HTA also computes Normalized FAD, which excludes from Normalized FFO: (i) non-cash compensation expense; (ii) straight-line rent adjustments; (iii) amortization of below and above market leases/leasehold interests and corporate assets; (iv) deferred revenue – tenant improvement related and other income; (v) amortization of deferred financing costs and debt premium/discount; and (vi) recurring capital expenditures, tenant improvements and leasing commissions.  HTA believes this non-GAAP financial measure provides a meaningful supplemental measure of its operating performance.  Normalized FAD should not be considered as an alternative to net income or loss attributable to common stockholders (computed in accordance with GAAP) as an indicator of its financial performance, nor is it indicative of cash available to fund cash needs.  Normalized FAD should be reviewed in connection with other GAAP measurements. HTA presents these non-GAAP financial measures because it considers them important supplemental measures of its operating performance and believes they are frequently used by securities analysts, investors and other interested parties in the evaluation of REITs.  Historical cost accounting assumes that the value of real estate assets diminishes ratably over time.  Since real estate values have historically risen or fallen based on market conditions, many industry investors have considered the presentation of operating results for real estate companies that use historical cost accounting to be insufficient by themselves.  These non-GAAP financial measures should not be considered as alternatives to net income or loss attributable to common stockholders (computed in accordance with GAAP) as indicators of its financial performance.  FFO and Normalized FFO is not indicative of cash available to fund cash needs.  These non-GAAP financial measures should be reviewed in connection with other GAAP measurements.

As defined by NAREIT, EBITDAre is computed as net income or loss (computed in accordance with GAAP) plus: (i) interest expense; (ii) income tax expense (not applicable to HTA); (iii) depreciation and amortization; (iv) impairment; (v) gain or loss on the sale of real estate; and (vi) the proportionate share of joint venture depreciation and amortization.

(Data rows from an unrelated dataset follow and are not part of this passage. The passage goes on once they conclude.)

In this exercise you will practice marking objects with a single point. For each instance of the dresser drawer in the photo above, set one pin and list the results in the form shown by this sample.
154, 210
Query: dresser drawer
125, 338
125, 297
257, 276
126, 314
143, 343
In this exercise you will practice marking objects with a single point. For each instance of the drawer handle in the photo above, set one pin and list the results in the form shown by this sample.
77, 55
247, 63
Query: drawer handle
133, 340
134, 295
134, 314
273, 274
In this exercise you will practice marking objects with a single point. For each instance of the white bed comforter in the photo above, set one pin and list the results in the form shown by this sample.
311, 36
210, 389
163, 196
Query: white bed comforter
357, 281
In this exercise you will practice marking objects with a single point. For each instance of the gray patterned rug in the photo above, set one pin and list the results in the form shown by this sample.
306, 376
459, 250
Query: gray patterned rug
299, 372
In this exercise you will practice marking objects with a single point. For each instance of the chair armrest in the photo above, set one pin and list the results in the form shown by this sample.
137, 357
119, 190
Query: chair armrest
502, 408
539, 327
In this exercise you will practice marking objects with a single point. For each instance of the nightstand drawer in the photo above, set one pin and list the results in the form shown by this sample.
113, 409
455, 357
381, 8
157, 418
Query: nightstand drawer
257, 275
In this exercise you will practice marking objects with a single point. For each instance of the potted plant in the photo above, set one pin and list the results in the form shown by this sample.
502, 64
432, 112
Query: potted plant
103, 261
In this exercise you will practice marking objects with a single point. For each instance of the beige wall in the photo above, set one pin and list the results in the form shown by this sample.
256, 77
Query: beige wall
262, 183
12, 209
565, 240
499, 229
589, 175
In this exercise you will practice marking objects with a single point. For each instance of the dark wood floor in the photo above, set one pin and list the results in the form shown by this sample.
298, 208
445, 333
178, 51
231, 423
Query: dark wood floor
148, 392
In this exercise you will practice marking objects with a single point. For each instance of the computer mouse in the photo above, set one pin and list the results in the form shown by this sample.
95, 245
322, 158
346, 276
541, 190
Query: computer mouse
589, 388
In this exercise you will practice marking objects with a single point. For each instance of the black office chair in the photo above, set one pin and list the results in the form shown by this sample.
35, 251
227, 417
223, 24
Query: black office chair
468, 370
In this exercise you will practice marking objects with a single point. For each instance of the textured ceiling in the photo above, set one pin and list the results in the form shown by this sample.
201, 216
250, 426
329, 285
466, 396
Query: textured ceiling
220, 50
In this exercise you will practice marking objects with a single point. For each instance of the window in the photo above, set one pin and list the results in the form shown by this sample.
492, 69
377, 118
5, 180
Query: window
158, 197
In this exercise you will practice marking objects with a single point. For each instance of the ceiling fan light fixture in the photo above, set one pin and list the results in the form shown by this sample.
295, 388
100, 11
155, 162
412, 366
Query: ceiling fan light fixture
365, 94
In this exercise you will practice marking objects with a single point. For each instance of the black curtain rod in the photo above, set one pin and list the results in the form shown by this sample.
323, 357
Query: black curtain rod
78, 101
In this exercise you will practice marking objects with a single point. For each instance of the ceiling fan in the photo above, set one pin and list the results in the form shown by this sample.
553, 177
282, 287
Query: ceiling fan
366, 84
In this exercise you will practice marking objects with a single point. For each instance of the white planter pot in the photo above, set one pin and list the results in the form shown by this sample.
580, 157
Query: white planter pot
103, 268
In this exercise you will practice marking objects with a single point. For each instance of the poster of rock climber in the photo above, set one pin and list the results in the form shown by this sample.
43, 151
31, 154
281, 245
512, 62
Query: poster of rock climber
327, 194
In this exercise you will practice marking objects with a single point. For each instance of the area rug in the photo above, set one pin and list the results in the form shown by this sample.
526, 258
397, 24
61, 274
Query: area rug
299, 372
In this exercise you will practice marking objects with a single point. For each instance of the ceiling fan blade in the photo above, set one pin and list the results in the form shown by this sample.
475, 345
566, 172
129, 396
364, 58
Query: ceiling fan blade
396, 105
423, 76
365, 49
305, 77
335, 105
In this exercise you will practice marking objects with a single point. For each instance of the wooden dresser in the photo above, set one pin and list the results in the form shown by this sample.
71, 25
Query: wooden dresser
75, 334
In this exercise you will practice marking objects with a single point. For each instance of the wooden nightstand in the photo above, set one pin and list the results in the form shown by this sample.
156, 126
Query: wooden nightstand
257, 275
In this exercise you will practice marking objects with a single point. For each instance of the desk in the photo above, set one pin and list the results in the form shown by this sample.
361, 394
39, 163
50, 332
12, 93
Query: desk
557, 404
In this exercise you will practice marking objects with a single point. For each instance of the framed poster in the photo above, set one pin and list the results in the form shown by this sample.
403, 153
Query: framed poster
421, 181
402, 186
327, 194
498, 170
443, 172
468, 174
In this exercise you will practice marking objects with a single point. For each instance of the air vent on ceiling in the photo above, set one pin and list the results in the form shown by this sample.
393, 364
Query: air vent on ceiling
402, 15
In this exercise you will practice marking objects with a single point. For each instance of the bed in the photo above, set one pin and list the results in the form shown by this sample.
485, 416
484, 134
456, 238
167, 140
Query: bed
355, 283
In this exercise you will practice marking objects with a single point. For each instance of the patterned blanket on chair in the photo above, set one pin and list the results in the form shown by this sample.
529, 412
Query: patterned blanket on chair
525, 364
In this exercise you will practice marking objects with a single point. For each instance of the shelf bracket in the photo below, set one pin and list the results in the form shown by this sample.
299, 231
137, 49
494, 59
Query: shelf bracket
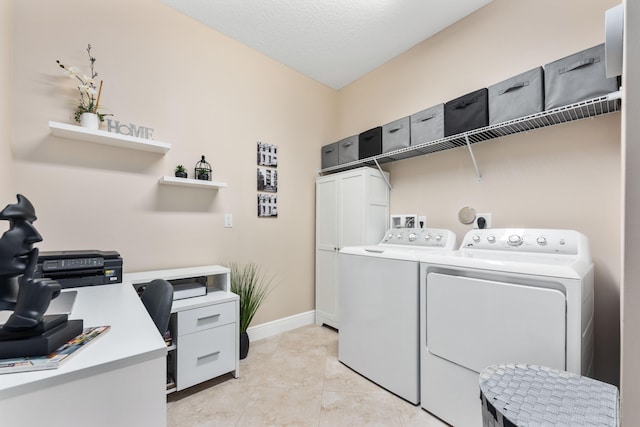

Adjusted EBITDAre is presented on an assumed annualized basis.  HTA defines Adjusted EBITDAre as EBITDAre (computed in accordance with NAREIT as defined above) plus: (i) transaction expenses; (ii) gain or loss on extinguishment of debt; (iii) non-cash compensation expense; (iv) pro forma impact of its acquisitions/dispositions; and (v) other normalizing items.  HTA considers Adjusted EBITDAre an important measure because it provides additional information to allow management, investors, and its current and potential creditors to evaluate and compare its core operating results and its ability to service debt.